Mental illness can come in many different forms, but early intervention is imperative to making sure your teen gets the help that he or she needs.
Symptoms of mental illness
Symptoms of mental illness are typically the same for people of all ages. However, teenagers are diagnosed a little differently than adults. This is primarily because teens are already experiencing mood swings due to hormones and normal adolescent emotions. So an adult who experiences depressed moods and a lack of interest in hobbies might be more easily diagnosed with depression.
But a teen who displays these same behaviors often needs to meet several other criteria as well. These criteria include changes in sleep patterns, low energy levels, difficulty concentrating, appetite changes, sudden guilt, lack of motivation, and suicidal thoughts. If a teen displays five out of these seven criteria, they may be diagnosed with some form of mental illness that requires treatment.
Additionally, if your teen experienced a traumatic event such as rape, it’s important to look for indications of PTSD (post traumatic stress disorder). Some symptoms of ptsd in teenagers are nightmares, flashbacks, avoidance, and physical reactions.
Getting help for your teen
In addition to the initial diagnosis of a mental health issue, there are various other factors a therapist might look for. In other words, if your family physician diagnoses your teen with a mental illness, a mental health professional will likely follow up to specify the illness.

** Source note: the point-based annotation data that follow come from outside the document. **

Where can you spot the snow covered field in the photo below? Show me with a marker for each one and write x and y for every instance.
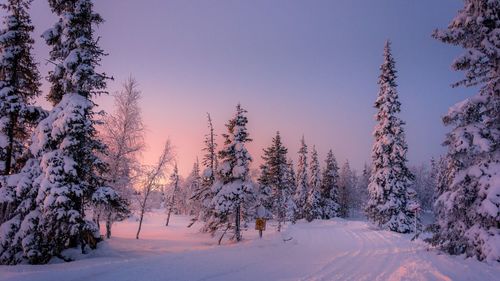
(321, 250)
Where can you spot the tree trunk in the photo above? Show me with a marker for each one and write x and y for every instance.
(140, 224)
(237, 228)
(10, 148)
(109, 222)
(168, 216)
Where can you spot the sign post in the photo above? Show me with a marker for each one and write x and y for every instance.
(260, 225)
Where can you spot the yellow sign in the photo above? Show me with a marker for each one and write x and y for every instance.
(260, 224)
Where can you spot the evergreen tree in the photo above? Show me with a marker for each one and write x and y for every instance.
(470, 221)
(274, 172)
(302, 181)
(19, 86)
(313, 208)
(67, 171)
(389, 190)
(174, 190)
(330, 187)
(347, 183)
(291, 187)
(203, 194)
(233, 183)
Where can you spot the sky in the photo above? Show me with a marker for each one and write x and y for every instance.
(301, 67)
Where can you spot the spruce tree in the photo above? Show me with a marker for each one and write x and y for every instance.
(233, 184)
(291, 187)
(174, 190)
(203, 194)
(346, 189)
(330, 187)
(313, 204)
(274, 172)
(469, 205)
(65, 145)
(302, 181)
(390, 179)
(19, 85)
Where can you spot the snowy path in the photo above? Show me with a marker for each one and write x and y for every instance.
(324, 250)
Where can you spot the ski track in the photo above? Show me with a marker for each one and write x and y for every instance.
(318, 251)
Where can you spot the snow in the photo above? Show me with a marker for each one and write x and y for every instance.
(322, 250)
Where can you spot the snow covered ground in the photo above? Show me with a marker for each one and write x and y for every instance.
(321, 250)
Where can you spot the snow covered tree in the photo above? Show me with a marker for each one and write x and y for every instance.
(347, 184)
(359, 196)
(19, 86)
(313, 208)
(233, 183)
(274, 176)
(193, 184)
(174, 190)
(123, 135)
(302, 181)
(330, 187)
(470, 220)
(423, 186)
(204, 195)
(389, 189)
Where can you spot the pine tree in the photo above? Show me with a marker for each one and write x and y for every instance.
(233, 183)
(470, 208)
(330, 187)
(19, 86)
(360, 196)
(174, 190)
(66, 170)
(389, 190)
(302, 181)
(204, 194)
(313, 208)
(346, 189)
(274, 173)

This is because every mental illness is different and requires different treatment methods. For example, PTSD may be treated with cognitive behavioral therapy (CBD), while bipolar disorder will likely require medication. Even so, keep in mind that treatment methods also vary between individuals.
The danger of untreated mental illness
Left untreated, mental illness can lead to much bigger problems than your teen just not feeling well. Many people try to treat these issues by self-medicating; this could include drinking, drugs, sex, eating, or any number of unhealthy behaviors. And these behaviors only serve to magnify their problems and often get them into circumstances they can’t get out of.

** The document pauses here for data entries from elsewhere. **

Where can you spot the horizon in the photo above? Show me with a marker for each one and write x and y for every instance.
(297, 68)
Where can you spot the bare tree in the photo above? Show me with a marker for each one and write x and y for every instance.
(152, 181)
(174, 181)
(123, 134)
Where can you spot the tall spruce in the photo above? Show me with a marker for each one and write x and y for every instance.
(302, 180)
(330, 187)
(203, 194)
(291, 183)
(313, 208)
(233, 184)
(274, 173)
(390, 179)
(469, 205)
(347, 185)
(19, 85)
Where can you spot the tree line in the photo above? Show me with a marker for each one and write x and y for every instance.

Unfortunately, mental illness is not something that goes away on its own. In fact, most conditions get progressively worse very quickly. And conditions such as depression and bipolar disorder can lead to suicidal thoughts and potential attempts. In fact, almost all suicides are “directly attributed to untreated mental illness.”

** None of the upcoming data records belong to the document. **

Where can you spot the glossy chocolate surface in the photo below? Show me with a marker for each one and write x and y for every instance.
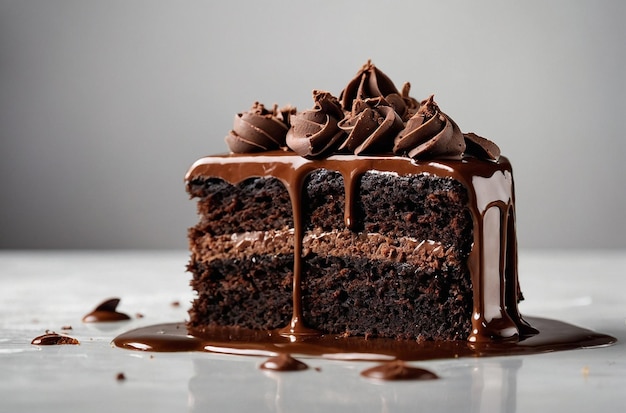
(553, 336)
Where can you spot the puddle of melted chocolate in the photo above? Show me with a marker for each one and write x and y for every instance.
(553, 336)
(106, 312)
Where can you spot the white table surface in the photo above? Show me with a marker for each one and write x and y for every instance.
(42, 291)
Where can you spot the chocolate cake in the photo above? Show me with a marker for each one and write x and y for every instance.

How to talk to your teen about depression
Talking to your teen about depression is never easy. You may be afraid to hear the truth, but it’s important that you do in order to get them help. Many teenagers avoid serious conversations with their parents, and they start to retreat if you ask too many questions. For this reason, it helps to start with explanations of mental illness, rather than probing. And then you can ease into questions about how they are feeling.
Even if your child is reluctant to talk to you, you might still get a good idea of their emotional status by how they react. You can also ask if they’re comfortable talking to someone else. The important thing is to get as much out in the open as you can and let them know you care.